Solved – SVM – number of dimensions greater than number of samples would give good or bad performance

scikit learnsvm

I was reading the documentation of sklearn SVM and saw these two statements

  • Still effective in cases where number of dimensions is greater than the number of samples
  • If the number of features is much greater than the number of samples, the method is likely to give poor performances.
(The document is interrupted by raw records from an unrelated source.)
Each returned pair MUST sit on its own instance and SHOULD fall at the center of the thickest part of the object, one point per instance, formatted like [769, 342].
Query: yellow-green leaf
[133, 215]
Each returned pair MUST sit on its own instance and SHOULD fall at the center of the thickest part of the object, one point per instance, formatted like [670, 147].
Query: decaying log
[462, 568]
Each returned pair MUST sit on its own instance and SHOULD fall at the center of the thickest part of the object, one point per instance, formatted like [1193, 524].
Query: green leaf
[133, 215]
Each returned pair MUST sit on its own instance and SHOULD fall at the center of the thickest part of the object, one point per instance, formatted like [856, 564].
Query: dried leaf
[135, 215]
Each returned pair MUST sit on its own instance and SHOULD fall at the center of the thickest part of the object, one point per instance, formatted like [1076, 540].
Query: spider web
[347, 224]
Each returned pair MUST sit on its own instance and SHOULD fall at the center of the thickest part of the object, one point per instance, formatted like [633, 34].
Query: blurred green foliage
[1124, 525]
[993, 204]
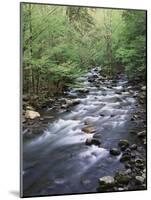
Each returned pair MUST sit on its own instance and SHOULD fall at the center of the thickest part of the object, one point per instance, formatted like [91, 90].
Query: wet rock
[141, 134]
[139, 163]
[29, 108]
[88, 122]
[72, 102]
[133, 147]
[82, 90]
[47, 117]
[91, 141]
[25, 97]
[107, 182]
[125, 157]
[118, 92]
[143, 88]
[123, 144]
[127, 166]
[89, 129]
[31, 114]
[98, 137]
[122, 178]
[114, 152]
[139, 180]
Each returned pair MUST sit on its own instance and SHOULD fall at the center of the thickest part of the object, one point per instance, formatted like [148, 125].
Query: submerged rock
[139, 180]
[114, 152]
[89, 129]
[141, 134]
[125, 157]
[143, 88]
[123, 144]
[29, 108]
[122, 178]
[133, 147]
[107, 182]
[31, 114]
[91, 141]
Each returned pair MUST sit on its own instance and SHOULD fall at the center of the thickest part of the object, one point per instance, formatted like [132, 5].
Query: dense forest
[60, 43]
[84, 99]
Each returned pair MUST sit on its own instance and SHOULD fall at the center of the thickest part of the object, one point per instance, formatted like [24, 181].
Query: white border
[9, 98]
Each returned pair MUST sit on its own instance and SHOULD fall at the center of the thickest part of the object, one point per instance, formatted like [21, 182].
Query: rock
[82, 90]
[141, 134]
[64, 106]
[143, 88]
[88, 122]
[107, 181]
[114, 152]
[29, 108]
[133, 147]
[91, 141]
[139, 180]
[48, 117]
[122, 178]
[89, 129]
[31, 114]
[126, 93]
[72, 102]
[139, 163]
[25, 97]
[98, 137]
[118, 92]
[125, 157]
[123, 144]
[127, 166]
[23, 119]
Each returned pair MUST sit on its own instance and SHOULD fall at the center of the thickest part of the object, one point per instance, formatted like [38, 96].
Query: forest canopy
[60, 43]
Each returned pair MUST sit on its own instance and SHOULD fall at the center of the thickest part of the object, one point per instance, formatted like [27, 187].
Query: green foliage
[132, 50]
[60, 43]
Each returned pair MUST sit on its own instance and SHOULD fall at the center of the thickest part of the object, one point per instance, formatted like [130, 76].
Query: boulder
[143, 88]
[89, 129]
[72, 102]
[29, 114]
[107, 181]
[123, 144]
[139, 180]
[82, 90]
[91, 141]
[133, 147]
[29, 108]
[125, 157]
[114, 152]
[25, 97]
[141, 134]
[122, 179]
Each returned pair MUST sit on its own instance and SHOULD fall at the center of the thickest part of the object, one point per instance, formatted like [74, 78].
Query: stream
[59, 162]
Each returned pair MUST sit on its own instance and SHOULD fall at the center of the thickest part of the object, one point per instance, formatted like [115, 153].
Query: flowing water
[59, 161]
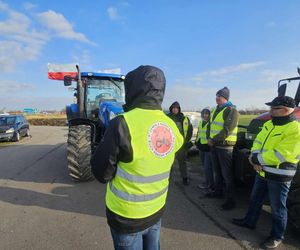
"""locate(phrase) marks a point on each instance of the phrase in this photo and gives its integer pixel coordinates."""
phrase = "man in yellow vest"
(274, 156)
(135, 157)
(205, 154)
(186, 129)
(222, 134)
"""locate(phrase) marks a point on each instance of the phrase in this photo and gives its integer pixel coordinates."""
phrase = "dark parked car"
(13, 127)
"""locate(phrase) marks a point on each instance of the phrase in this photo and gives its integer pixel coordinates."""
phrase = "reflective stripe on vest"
(134, 197)
(141, 179)
(217, 125)
(201, 134)
(185, 126)
(278, 171)
(279, 160)
(139, 188)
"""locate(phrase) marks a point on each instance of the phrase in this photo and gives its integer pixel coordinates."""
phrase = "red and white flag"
(58, 71)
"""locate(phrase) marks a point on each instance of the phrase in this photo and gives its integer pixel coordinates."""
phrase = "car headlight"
(11, 130)
(112, 115)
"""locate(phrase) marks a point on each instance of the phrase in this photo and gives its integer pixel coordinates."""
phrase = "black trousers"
(181, 158)
(222, 163)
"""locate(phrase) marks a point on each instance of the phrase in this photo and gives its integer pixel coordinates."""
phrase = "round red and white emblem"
(161, 139)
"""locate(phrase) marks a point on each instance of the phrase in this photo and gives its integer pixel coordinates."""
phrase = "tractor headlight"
(112, 115)
(11, 130)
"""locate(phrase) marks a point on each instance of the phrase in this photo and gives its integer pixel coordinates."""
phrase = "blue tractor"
(99, 98)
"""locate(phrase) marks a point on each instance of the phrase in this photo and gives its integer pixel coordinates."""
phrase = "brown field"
(56, 119)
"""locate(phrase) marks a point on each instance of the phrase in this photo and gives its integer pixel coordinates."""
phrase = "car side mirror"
(67, 80)
(282, 90)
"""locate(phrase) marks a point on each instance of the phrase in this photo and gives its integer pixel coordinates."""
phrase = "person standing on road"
(135, 157)
(205, 154)
(222, 134)
(274, 156)
(186, 129)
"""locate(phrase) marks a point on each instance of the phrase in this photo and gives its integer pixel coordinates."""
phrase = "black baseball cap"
(285, 101)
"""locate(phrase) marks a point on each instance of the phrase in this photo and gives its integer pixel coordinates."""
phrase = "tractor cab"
(244, 172)
(98, 98)
(256, 124)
Now my understanding regarding SVM is fairly limited (the reason why I am reading the article) but the above 2 statements seem contradictory. But I believe that I am missing something. What is missing in my understanding due to which the above 2 are not contradictory?

Best Answer

SVMs, like many other linear models, are based on empirical risk minimization, which leads us to an optimization of this sort:

$$\min_w\sum\ell(x_i, y_i, w)+\lambda\cdot r(w)$$

Where $\ell$ is a loss function (the Hinge-loss in SVMs) and $r$ is a regularization function.

The SVM is a squared $\ell_2$-regularized linear model, i.e. $r(w) = \|w\|^2_2$. This guards against huge coefficients, as one would say in regression terms, as the coefficient magnitudes are themselves penalized in the optimization.

Besides that, the regularization allows for a unique solution in the $p> n$ situation, so the 1st statement is true.

The problem when $p \gg n$ is that the bias introduced by regularization can be so large towards the training data the model heavily underperforms. It doesn't mean SVMs can't be used in that scenario (they are usually employed in gene expression data, for example, where $p$ can be thousands times larger than $n$).

So I see no contradiction in statements. The 2nd statement is more likely a warning against overfitting.